While not a RAM-based storage system, a CBMDS is designed to use as much RAM as the operating system can provide. For large databases, additional RAM improves performance. Generally, 4GB of RAM will provide optimized access times up to about 100 million records. 8GB of RAM is adequate for databases up to 10 times that size.^[3] Because the incremental RAM consumed decreases as the database grows, 16GB of RAM will generally support databases containing up to approximately 20 billion records.

Comparison of DBMS Storage Structures

The sample records shown below illustrate the physical differences in the storage structures used in relational, column-oriented and correlation databases.

Cust ID Name City State

12222 ABC Corp Minneapolis MN

19434 A1 Mfg Duluth MN

20523 J&J Inc St. Paul MN

Storage in RDBMS

The record-based structure used in an RDBMS stores data in with elements of the row most near each other. Variations like clustered indexing may change the sequence of the rows, but all rows, columns and values will be stored as in the table.

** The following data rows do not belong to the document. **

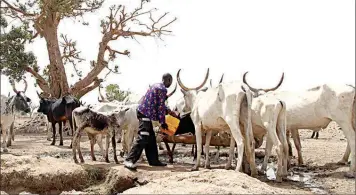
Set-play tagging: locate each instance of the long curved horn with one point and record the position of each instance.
(278, 85)
(244, 80)
(101, 95)
(39, 95)
(24, 80)
(221, 79)
(99, 100)
(174, 90)
(60, 92)
(196, 88)
(12, 82)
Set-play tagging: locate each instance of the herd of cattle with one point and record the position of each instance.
(244, 113)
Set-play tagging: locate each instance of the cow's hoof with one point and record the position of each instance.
(228, 167)
(279, 179)
(195, 168)
(341, 162)
(254, 174)
(350, 174)
(260, 172)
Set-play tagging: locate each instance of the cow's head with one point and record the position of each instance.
(103, 99)
(221, 79)
(45, 104)
(117, 118)
(20, 100)
(257, 92)
(189, 94)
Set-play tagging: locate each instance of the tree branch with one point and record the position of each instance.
(18, 10)
(70, 53)
(85, 90)
(42, 83)
(116, 26)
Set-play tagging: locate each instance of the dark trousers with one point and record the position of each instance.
(146, 139)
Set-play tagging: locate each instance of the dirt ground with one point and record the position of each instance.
(33, 165)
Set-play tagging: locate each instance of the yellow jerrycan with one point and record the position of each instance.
(172, 124)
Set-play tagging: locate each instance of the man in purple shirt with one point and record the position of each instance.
(152, 108)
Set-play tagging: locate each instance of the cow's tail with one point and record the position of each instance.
(354, 110)
(74, 123)
(248, 127)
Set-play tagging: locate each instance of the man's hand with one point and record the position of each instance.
(172, 114)
(164, 126)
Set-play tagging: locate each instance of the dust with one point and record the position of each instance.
(33, 165)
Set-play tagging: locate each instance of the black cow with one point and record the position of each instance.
(58, 111)
(186, 125)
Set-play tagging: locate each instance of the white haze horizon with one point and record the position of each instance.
(312, 42)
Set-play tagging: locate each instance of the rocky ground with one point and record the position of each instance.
(33, 165)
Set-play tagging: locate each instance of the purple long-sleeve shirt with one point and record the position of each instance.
(153, 105)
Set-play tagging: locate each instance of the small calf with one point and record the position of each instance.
(96, 123)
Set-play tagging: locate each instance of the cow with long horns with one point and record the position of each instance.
(269, 117)
(14, 105)
(186, 125)
(58, 111)
(315, 108)
(218, 109)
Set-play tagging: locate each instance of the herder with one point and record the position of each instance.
(152, 108)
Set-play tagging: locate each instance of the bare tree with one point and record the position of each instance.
(42, 17)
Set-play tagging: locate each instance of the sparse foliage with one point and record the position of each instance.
(40, 18)
(14, 59)
(113, 92)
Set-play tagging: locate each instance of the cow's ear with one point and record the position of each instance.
(183, 91)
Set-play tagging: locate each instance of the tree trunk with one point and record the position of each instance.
(58, 78)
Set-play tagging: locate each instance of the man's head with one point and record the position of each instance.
(167, 80)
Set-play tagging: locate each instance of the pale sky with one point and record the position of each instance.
(313, 42)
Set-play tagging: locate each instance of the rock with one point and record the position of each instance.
(23, 193)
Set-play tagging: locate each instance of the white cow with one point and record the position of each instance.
(13, 107)
(269, 117)
(218, 109)
(315, 108)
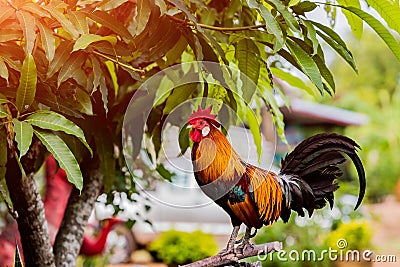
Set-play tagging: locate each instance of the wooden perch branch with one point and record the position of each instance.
(219, 260)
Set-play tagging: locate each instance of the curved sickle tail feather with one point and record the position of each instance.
(309, 172)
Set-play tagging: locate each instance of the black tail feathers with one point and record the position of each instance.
(308, 174)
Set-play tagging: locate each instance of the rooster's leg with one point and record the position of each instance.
(230, 248)
(245, 240)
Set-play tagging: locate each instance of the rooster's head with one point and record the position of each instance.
(201, 121)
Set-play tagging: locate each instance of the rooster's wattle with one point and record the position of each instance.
(257, 197)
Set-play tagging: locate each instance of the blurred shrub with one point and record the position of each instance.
(357, 235)
(307, 234)
(174, 247)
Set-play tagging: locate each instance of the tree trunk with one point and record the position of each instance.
(80, 205)
(32, 224)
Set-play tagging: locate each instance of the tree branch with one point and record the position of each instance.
(80, 205)
(219, 260)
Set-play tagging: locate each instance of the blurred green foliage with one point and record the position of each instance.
(375, 91)
(356, 233)
(174, 247)
(305, 234)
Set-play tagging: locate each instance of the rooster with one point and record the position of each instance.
(257, 197)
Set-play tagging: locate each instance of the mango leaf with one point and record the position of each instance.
(389, 11)
(50, 120)
(86, 39)
(110, 22)
(17, 257)
(62, 19)
(247, 55)
(3, 113)
(27, 23)
(303, 7)
(104, 93)
(355, 22)
(67, 161)
(48, 41)
(378, 27)
(84, 104)
(3, 70)
(288, 16)
(110, 4)
(105, 150)
(78, 19)
(292, 80)
(254, 126)
(178, 95)
(342, 51)
(272, 24)
(62, 54)
(3, 153)
(306, 63)
(71, 67)
(113, 74)
(6, 12)
(23, 136)
(312, 35)
(35, 9)
(27, 84)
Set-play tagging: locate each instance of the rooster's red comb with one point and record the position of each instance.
(204, 114)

The above table might be stored as:

12222,ABC Corp,Minneapolis,MN;19434,A1 Mfg,Duluth,MN;20523,J&J Inc,St. Paul,MN

Storage in column-oriented databases

In the column-based structure, elements of the same column are stored adjacent to each other. Consecutive duplicates within a single column may be automatically removed or compressed efficiently.

12222,19434,20523;ABC Corp,A1 Mfg,J&J Inc;Minneapolis,Duluth,St.Paul;MN,MN,MN

Storage in CDBMS

In the VBS structure used in a CDBMS, each unique value is stored once and given an abstract (numeric) identifier, regardless of the number of occurrences or locations in the original data set. The original dataset is then constructed by referencing those logical identifiers. The correlation index may resemble the storage below. Note that the value "MN" which occurs multiple times in the data above is only included once. As the amount of repeat data grows, this benefit multiplies.

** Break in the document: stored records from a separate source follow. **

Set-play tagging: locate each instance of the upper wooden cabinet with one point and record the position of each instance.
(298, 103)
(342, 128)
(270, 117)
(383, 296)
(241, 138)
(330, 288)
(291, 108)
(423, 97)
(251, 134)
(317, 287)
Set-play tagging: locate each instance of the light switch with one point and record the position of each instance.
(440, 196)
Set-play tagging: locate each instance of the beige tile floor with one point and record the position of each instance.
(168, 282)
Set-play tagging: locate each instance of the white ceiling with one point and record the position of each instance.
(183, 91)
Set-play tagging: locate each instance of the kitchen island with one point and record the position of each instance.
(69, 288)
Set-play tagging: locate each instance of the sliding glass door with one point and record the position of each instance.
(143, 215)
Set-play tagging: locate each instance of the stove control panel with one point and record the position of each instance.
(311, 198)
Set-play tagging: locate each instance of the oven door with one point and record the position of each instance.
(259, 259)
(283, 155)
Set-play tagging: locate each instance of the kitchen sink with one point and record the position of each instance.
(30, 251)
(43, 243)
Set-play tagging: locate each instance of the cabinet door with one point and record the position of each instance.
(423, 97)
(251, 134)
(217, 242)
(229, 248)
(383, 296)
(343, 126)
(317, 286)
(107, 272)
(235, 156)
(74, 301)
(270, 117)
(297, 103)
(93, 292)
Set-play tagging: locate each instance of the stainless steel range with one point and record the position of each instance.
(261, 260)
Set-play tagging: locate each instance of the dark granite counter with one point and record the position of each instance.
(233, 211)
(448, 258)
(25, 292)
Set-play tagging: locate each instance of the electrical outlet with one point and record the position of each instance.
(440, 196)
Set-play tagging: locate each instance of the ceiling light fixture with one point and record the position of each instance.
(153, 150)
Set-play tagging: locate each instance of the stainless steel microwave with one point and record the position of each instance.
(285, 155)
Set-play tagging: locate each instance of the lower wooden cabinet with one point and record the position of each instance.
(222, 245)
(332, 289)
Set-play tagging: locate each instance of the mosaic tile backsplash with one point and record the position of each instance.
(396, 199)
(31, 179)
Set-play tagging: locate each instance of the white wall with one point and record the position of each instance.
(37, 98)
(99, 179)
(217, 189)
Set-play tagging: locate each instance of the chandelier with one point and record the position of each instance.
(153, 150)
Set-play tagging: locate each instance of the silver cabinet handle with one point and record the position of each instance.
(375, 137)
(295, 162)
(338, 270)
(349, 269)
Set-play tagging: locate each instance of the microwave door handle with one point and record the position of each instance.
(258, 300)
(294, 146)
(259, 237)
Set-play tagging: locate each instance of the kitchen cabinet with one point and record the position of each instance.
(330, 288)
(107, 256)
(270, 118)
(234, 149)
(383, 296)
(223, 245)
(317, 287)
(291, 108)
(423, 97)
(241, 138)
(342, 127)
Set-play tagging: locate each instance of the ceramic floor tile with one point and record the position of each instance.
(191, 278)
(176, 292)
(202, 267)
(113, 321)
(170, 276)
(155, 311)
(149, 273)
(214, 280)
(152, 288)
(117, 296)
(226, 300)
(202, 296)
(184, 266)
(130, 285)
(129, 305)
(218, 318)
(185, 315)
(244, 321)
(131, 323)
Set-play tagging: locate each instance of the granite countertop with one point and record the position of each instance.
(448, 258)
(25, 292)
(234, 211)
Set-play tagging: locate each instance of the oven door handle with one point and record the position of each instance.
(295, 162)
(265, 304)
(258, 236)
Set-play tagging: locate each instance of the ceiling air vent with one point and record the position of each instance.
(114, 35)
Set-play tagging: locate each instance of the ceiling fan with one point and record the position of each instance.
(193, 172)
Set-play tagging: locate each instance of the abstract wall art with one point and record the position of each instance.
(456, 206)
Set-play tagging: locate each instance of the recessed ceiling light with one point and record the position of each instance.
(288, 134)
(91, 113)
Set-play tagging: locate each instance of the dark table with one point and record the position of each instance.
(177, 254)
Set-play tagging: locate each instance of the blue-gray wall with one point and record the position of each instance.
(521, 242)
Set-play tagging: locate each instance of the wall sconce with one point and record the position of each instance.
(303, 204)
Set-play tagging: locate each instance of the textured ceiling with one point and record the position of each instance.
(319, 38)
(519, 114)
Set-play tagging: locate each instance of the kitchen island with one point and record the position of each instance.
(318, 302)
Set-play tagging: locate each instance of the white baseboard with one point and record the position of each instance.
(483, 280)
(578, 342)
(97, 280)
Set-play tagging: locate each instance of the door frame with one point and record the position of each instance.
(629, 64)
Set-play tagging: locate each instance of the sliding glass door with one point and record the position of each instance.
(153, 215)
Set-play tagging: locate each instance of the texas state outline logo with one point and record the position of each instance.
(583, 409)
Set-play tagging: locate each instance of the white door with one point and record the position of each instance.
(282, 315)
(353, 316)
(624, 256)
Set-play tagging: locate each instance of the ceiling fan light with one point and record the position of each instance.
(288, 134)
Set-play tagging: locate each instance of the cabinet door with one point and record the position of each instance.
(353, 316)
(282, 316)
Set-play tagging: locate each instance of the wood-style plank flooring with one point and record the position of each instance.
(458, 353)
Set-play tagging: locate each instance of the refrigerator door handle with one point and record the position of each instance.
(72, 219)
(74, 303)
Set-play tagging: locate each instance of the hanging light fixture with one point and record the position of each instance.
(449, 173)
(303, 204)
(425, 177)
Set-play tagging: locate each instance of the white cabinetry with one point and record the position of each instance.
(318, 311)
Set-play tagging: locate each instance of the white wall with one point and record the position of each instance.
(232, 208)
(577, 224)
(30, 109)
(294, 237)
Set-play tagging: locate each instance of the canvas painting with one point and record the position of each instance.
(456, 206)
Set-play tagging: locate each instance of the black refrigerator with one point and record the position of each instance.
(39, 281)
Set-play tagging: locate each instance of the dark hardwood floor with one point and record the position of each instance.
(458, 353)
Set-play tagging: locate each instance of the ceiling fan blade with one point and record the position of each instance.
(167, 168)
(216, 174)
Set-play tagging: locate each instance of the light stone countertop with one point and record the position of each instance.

1:12222,2:19434,3:20523,4:ABC Corp,5:A1 Mfg,6:J&J Inc,7:Minneapolis,8:Duluth,9:St.Paul,10:MN

The records in our example table above can then be expressed as:

11:[1,4,7,10],12:[2,5,8,10],13:[3,6,9,10]

It's worth noting that this correlation process is a form of Database Normalization. Just as one can achieve some benefits of column-oriented storage within an RDBMS, so too can one achieve some benefits of the correlation database through database normalization. However, in a traditional RDBMS this normalization process requires work in the form of table configuration, stored procedures, and SQL statements. We say that a database is a correlation database when it naturally expresses a fully normalized schema without this extra configuration. As a result, a correlation database may have more focused optimizations for this fully normalized structure.

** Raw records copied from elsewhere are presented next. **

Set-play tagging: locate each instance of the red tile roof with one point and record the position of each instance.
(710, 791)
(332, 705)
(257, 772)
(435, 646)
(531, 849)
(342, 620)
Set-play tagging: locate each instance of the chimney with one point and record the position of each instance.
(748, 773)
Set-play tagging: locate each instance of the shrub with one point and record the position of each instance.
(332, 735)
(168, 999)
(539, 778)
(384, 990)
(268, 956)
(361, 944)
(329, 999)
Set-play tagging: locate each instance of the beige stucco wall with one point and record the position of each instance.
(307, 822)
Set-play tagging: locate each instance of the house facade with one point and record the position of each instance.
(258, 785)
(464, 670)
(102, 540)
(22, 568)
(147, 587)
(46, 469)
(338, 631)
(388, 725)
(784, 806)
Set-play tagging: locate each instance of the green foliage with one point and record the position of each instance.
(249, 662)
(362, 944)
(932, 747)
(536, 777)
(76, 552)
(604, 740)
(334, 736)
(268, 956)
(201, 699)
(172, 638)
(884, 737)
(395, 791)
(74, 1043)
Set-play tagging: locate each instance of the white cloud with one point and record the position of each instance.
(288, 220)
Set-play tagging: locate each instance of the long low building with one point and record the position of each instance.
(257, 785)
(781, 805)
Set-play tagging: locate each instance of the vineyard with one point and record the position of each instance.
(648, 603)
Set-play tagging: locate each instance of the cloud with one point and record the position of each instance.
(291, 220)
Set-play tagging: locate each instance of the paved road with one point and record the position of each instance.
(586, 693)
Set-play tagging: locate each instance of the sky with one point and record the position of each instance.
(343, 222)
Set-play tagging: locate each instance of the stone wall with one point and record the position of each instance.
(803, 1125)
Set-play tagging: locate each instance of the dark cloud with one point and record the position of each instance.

It's also worth noting that this correlation process is similar to what occurs in a text-search oriented Inverted index.

Advantages and Disadvantages of the CDBMS

For analytical data warehouse applications, a CDBMS has several advantages over alternative database structures. First, because the database engine itself indexes all data and auto-generates its own schema on the fly while loading, it can be implemented quickly and is easy to update. There is no need for physical pre-design and no need to ever restructure the database. Second, a CDBMS enables creation and execution of complex queries such as associative queries ("show everything that is related to x") that are difficult if not impossible to model in SQL. The primary advantage of the CDBMS is that it is optimized for executing ad hoc queries - queries not anticipated during the data warehouse design phase.^[4]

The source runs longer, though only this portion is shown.